Les prophéties[1] citées dans l’Évangile, vous croyez qu’elles sont rapportées pour vous faire croire. Non, c’est pour vous éloigner de croire. Les miracles ne servent pas à convertir, mais à condamner.


43.

Quand Épictète auroit vu parfaitement bien le chemin, il dit aux hommes : « Vous en suivez un faux ; » il montre que c’en est un autre, mais il n’y mène pas. C’est celui de vouloir ce que Dieu veut ; Jésus-Christ seul y mène : Via, veritas[2].


44.

Je considère Jésus-Christ en toutes les personnes et en nous-mêmes. Jésus-Christ comme père en son père, Jésus-Christ comme frère en ses frères, Jésus-Christ comme pauvre en les pauvres, Jésus-Christ comme riche en les riches, Jésus-Christ comme docteur et prêtre en les prêtres, Jésus-Christ comme souverain en les princes, etc. Car il est par sa gloire tout ce qu’il y a de grand, étant Dieu, et est par sa vie mortelle tout ce qu’il y a de chétif et d’abject : pour cela il a pris cette malheureuse condition, pour pouvoir être en toutes les personnes, et modèle de toutes conditions.


45.

Différence entre Jésus-Christ et Mahomet. — Les psaumes chantés par toute la terre.

Qui rend témoignage de Mahomet ? Lui-même. Jésus-Christ veut que son témoignage ne soit rien.

La qualité de témoins fait qu’il faut qu’ils soient toujours et partout, et, misérable, il est seul.


46.

Ce n’est pas une chose rare qu’il faille reprendre le monde de trop de docilité ; c’est un vice naturel comme l’incrédulité, et aussi pernicieux. Superstition.


47.

Il y a peu de vrais chrétiens, je dis même pour la foi. Il y en a bien qui croient, mais par superstition ; il y en a bien qui ne croient pas, mais par libertinage : peu sont entre deux.

Je ne comprends pas en cela ceux qui sont dans la véritable piété de mœurs, et tous ceux qui croient par un sentiment du cœur.


48.

Ceux qui n’aiment pas la vérité prennent le prétexte de la contestation de la multitude de ceux qui la nient. Et ainsi leur erreur ne vient que de ce qu’ils n’aiment pas la vérité ou la charité ; et ainsi ils ne sont pas excusés.

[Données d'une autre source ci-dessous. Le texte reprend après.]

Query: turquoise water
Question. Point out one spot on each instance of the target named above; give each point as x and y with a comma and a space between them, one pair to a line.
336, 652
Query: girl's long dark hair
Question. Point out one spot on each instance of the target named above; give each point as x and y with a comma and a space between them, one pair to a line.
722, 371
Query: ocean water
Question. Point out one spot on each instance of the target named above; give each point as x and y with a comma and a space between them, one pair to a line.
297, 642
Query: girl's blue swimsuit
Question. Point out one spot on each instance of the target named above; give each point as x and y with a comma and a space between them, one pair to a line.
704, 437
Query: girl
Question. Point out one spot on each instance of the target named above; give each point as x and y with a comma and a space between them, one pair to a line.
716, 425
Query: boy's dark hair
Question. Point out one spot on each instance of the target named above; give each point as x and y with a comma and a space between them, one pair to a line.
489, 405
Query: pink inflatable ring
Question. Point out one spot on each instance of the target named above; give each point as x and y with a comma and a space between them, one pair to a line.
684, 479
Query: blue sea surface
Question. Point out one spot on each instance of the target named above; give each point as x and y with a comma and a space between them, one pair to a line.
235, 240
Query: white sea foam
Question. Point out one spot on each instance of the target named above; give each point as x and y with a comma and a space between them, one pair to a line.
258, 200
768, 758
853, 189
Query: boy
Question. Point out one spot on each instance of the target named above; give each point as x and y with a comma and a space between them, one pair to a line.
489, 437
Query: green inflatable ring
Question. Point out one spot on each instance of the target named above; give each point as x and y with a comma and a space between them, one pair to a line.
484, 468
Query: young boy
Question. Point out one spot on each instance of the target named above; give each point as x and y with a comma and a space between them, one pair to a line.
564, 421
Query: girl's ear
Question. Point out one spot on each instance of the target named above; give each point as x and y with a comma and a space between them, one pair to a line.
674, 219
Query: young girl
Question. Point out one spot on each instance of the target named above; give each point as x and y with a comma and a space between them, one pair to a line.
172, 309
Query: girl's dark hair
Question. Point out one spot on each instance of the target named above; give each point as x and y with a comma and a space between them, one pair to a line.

  1. Ce passage est précédé dans le manuscrit des lignes suivantes : « Objection. Visiblement l’Écriture pleine de choses non dictées du Saint-Esprit. Réponse. Elles ne nuisent donc pas à la foi. Obj. Mais l’Église a décidé que tout est du Saint-Esprit. Rep. Je réponds deux choses : l’une que l’Église n’a jamais décidé cela ; l’autre que, quand elle l’auroit décidé, cela se pourroit soutenir. »
  2. Jean xiv, 6.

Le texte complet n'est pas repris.